令和3(2021)年の厚生労働省「全国ひとり親世帯等調査」によると、全国のひとり親世帯は母子世帯が119.5万世帯、父子世帯が14.9万世帯となっています。こうしたなか、昨今取りざたされる「ひとり親世帯の貧困問題」について、実はシングルファザーの“隠れ貧困”が増えているのです。FP Office株式会社の石井悠己也FPが、具体的な事例をもとに解説します。
息子の笑顔がツラいです…年収500万円も貯金は“ほぼゼロ”の現実。44歳シングルファザーがこぼしたSOS【FPの助言】 (※写真はイメージです/PIXTA)

シングルファザーが活用できる4つの「公的支援制度」

Aさんのようなシングルファザーは、下記のような公的支援制度を活用することができる。

 

1.児童扶養手当【ひとり親世帯対象】

所得制限があることから、所得水準によっては不支給となる場合もあるが、子ども1人あたり「全部支給」の場合は月額4万5,500円、「一部支給」の場合は1万740円~4万5,490円が支給される。

 

なお、全部支給の場合は所得制限に引っかかってしまう場合でも、一部支給であれば所得制限にかからないというケースもある。

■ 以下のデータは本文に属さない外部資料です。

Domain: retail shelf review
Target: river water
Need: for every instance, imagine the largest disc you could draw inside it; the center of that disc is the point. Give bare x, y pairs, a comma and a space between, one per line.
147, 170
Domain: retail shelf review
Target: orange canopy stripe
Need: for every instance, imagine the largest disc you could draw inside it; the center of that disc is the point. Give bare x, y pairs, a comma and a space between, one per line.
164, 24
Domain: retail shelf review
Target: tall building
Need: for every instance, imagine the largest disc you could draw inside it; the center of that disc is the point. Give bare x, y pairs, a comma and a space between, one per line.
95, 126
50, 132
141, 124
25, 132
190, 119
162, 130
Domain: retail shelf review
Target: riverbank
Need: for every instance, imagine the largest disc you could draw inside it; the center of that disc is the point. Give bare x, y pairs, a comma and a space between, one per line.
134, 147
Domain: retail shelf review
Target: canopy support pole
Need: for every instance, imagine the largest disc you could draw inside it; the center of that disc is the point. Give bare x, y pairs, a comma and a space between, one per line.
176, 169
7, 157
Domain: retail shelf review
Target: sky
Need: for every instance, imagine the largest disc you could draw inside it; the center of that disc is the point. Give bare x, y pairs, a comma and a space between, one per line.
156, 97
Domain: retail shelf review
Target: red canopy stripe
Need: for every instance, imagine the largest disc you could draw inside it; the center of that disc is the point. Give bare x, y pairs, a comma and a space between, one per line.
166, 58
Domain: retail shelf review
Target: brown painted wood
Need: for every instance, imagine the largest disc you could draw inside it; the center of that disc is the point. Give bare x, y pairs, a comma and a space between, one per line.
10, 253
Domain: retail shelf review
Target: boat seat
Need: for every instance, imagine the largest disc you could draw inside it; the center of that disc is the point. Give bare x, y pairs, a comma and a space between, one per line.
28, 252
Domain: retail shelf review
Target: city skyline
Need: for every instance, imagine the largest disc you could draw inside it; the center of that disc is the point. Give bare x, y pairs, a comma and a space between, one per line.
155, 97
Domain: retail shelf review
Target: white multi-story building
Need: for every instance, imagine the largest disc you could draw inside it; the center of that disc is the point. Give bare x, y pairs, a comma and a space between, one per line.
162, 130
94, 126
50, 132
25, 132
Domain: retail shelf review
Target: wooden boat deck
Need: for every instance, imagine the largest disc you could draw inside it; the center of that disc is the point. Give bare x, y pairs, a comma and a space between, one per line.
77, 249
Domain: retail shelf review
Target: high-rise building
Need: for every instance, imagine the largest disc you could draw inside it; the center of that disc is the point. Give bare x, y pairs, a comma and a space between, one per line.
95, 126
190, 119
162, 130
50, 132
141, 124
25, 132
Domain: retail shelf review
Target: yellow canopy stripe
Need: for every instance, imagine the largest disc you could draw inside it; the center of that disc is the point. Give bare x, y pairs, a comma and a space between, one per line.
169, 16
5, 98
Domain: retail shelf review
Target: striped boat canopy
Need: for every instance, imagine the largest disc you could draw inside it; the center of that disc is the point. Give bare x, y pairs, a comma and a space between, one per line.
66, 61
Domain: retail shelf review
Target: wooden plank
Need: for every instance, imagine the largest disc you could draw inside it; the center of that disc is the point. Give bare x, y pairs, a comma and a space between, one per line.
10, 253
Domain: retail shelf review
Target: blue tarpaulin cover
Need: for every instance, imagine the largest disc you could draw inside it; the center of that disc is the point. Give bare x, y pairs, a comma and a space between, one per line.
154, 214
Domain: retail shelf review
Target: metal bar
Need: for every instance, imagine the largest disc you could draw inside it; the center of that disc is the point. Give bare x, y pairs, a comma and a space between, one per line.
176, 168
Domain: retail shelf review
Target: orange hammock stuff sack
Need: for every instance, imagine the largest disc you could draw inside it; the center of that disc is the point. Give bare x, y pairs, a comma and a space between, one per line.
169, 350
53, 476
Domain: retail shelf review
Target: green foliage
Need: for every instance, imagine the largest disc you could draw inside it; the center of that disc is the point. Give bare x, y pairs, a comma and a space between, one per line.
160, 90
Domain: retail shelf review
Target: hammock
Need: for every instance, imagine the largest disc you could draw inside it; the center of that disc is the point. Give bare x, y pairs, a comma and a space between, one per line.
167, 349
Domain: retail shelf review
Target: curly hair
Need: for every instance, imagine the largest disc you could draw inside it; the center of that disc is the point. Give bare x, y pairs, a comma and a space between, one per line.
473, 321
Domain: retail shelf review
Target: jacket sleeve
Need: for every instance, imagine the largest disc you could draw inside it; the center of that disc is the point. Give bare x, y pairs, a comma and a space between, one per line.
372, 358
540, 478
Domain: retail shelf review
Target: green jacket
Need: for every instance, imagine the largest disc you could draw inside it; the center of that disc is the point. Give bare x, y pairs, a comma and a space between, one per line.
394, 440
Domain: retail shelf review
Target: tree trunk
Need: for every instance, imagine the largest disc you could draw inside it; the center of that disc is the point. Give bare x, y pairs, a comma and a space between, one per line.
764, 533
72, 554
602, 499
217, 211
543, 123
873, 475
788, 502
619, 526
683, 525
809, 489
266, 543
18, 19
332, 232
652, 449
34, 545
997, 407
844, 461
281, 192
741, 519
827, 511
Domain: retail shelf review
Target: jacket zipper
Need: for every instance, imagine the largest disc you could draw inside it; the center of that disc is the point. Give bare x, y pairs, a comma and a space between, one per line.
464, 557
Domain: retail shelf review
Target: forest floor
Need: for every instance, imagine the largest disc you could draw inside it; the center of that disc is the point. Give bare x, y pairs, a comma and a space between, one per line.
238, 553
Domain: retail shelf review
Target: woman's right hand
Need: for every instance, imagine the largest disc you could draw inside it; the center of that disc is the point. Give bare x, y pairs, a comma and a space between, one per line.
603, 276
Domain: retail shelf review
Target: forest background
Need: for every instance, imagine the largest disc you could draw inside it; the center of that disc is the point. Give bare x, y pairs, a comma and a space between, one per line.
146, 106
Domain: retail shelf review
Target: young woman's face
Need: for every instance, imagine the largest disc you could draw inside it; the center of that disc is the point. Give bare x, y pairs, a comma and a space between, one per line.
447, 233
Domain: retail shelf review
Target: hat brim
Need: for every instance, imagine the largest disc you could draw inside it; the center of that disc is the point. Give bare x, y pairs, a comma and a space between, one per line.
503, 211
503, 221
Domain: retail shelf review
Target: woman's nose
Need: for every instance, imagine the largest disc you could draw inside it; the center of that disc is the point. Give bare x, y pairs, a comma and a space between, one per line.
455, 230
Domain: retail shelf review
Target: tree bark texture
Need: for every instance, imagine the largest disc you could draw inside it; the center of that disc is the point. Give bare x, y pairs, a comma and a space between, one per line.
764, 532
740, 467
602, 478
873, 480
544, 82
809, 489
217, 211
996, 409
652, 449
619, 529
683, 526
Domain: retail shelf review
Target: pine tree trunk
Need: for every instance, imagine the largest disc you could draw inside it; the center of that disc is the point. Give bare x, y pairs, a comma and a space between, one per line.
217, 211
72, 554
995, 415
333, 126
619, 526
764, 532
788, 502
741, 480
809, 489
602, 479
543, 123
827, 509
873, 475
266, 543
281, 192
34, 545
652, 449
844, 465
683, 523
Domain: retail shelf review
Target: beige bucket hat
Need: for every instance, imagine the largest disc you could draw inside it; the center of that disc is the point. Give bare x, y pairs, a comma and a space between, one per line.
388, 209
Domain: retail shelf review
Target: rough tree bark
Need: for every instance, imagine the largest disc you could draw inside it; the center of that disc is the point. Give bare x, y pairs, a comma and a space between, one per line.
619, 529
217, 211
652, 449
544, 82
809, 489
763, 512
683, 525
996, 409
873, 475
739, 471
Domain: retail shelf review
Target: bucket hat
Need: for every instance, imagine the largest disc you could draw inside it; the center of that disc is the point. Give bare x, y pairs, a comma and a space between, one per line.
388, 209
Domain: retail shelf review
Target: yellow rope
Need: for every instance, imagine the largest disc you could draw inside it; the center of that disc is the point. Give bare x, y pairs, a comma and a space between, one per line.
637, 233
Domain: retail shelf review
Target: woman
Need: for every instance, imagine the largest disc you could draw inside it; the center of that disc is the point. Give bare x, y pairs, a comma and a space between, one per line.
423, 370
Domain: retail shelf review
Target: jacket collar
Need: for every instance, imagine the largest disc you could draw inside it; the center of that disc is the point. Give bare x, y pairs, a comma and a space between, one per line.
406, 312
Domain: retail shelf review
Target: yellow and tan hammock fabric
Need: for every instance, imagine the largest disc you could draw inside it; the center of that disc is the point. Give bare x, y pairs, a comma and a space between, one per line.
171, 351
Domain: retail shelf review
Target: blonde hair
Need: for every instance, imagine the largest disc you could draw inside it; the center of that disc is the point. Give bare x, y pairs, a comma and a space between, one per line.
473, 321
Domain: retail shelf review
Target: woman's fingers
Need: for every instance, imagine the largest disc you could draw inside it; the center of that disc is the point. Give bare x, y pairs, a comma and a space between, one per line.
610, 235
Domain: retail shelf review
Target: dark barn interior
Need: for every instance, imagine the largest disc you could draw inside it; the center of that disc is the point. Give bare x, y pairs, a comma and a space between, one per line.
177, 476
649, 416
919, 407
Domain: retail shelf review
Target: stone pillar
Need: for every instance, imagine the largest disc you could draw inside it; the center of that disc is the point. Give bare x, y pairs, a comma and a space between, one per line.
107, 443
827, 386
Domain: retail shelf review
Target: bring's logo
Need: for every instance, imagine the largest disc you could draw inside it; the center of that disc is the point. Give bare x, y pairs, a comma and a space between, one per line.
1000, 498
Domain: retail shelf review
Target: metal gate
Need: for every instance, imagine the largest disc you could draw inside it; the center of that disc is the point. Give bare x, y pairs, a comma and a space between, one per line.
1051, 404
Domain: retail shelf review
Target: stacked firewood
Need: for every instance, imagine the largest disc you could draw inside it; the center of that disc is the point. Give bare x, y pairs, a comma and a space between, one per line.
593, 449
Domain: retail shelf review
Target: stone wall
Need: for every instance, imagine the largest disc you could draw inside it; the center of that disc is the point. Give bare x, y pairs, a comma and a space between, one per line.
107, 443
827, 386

たとえば、扶養する児童が1人の場合、一部支給の所得制限は、年収385万円、所得230万円(令和6年11月~)となっている。 

 

Aさんは児童扶養手当についてすでに知っており、申請を行っていたが、市役所の職員からは「所得制限を超えているため、残念ながら現状では手当を受けることができません」と言われてしまったそうだ。

 

たしかに年収は約500万円で制限を超えているが、Aさんは毎年の確定申告をかなりざっくり行っていたことから、経費や控除にできるものを申告に含めておらず、所得金額にズレがあった。そのため、正確に計算し直せば所得制限以下になる可能性がある。

 

さらに、「小規模企業共済」や「確定拠出年金(iDeCo)」などを活用すれば所得を減らすことができる。

 

2.住宅手当【ひとり親世帯対象】

「住宅手当」は、ひとり親世帯で20歳未満の子どもを養育し、かつ、家族で居住するための住居を借り、月額1万円を超える家賃を支払っている家庭を対象に、家賃の一部を補助する制度だ。

 

市区町村独自の制度であるため、制度自体の有無や支給要件などは居住地に確認する必要があるが、Aさんの住む自治体では6,000円~1万円の補助が受けられることがわかった。

 

また、もし条件が許せば、Aさんの実家に住むという選択肢も検討すべきだろう。実家の援助を受けることで、家賃や生活費の負担が大幅に軽減され、貯金を増やす余裕が生まれる。たとえば、実家で生活することで月々の家賃10万円が削減できれば、年間で120万円の節約が可能となる。

 

3.「児童育成手当」

「児童育成手当」は、「児童扶養手当」と似ているが、これも市区町村独自の制度だ。18歳までの児童を扶養するひとり親世帯が対象で、Aさんの居住地では児童1人につき月額1万3,500円が支給される。

 

ただし、支給要件や所得制限等の基準は各市区町村によって異なるため、注意が必要だ。

 

4.「給付型奨学金制度」の活用

奨学金には、返済不要の「給付型奨学金」と返済義務のある「貸与型奨学金」の2種類がある。奨学金の種類によって、主に以下のような応募資格が設定されている。

 

・ひとり親家庭

・一定以上の成績を有していること

・世帯年収

・世帯資産

 

ただし、貸与型奨学金よりも審査が厳しいため、学校や各団体に問い合わせる必要がある。また、他団体との併用が可能な奨学金もあり、複数の制度に応募が可能だ。Aさんの子のように成績優秀であれば、給付型を受給できる可能性も十分考えられる。